Michelle: The questionnaire that you’ve created was really interesting so I don’t know if I just picked a few questions and you told me something that was I thought very helpful as a reporter that a questions you’d like to ask is about role models when, you try like ask people specific questions to get that talking as opposed to some general. So I thought that was I wanted to just see if some of these questions triggered anything if you remember, one of them was that question where you would as people to name contemporary role models, another was you asked people if they believe there was gender equality in Islam and then you also asked people to describe what they thought the war on terror meant.

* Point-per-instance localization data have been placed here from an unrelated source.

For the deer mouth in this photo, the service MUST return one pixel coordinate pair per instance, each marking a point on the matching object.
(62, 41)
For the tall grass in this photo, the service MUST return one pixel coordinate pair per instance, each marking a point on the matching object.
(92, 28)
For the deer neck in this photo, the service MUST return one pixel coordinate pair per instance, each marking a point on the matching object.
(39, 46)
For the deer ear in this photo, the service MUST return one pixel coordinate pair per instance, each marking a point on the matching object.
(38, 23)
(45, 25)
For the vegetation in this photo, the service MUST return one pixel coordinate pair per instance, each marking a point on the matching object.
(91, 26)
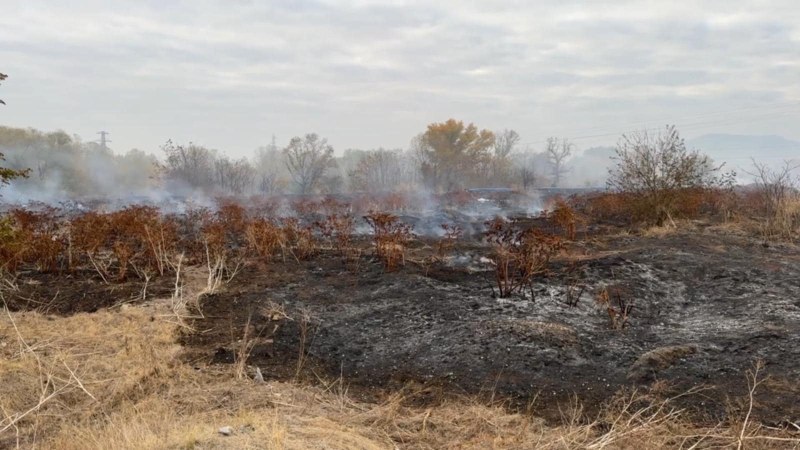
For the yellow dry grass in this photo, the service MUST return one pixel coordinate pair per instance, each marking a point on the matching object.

So I wanted to just or if there is other question in there that you thought were interesting that was just memorable the type of stories that you tell people when you relate stuff about your trips?

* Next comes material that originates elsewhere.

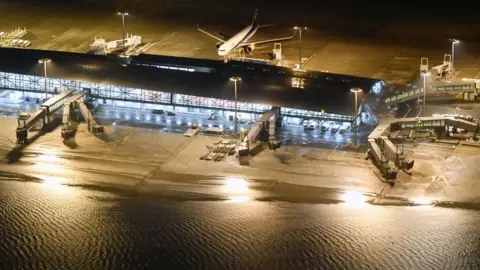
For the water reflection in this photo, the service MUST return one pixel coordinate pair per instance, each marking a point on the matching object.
(354, 199)
(421, 200)
(58, 185)
(237, 189)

Akbar Ahmed: Well Michelle all of this is of cause in the book but the role model question is important because I discovered long ago when I was doing field work among the tribal people for Pakistan for my PhD I’m going back many decades, that in order, I mean this is a challenge for all of us for you as a journalist, how do you very quickly establish a rapport with an individual who doesn’t really know you. So that that individual trust you enough to open up, to really share what they are thinking about the world or about some particular subject. And I found that if you wanted top get to know someone very quickly and genuinely know some one, if you asked them about their role models it tells you a lot about the individual and very quickly it begins to tell where that individual stands in the world. So if I asked you who are your role models and you said Hitler and Mau and Polport I know the kind of person you are and I’m sure you wouldn’t say that, but you know you would give your self away. So when a lot of Muslim said to us their role model was Thomas Jefferson, it immediately told us a lot about that community. A lot of Muslim not a lot of Muslims almost all Muslims both in America and this Michelle I want you to listen to very carefully, almost all Muslims in America and in the Muslim world where we conducted a similar questionnaire would say their number one role model was the holy profit of Islam. Now if that is the case if to a billion and a half the holy profit of Islam rightly wrongly whatever, non- Muslims consider this individual so revered and so loved that he’s their role model, that you’re going to try to imitate him whether you are a woman or man, whether you’re a Turk and Pakistani or a Bangladeshi or an Indonesian or American, it doesn’t make sense for America which wants to win hearts and minds to have other Americans abuse him and humiliate him and ridicule him. Because to a lot of people in the Muslim in the world that will give the impression that Americans don’t like us. That’s how the world sees each other.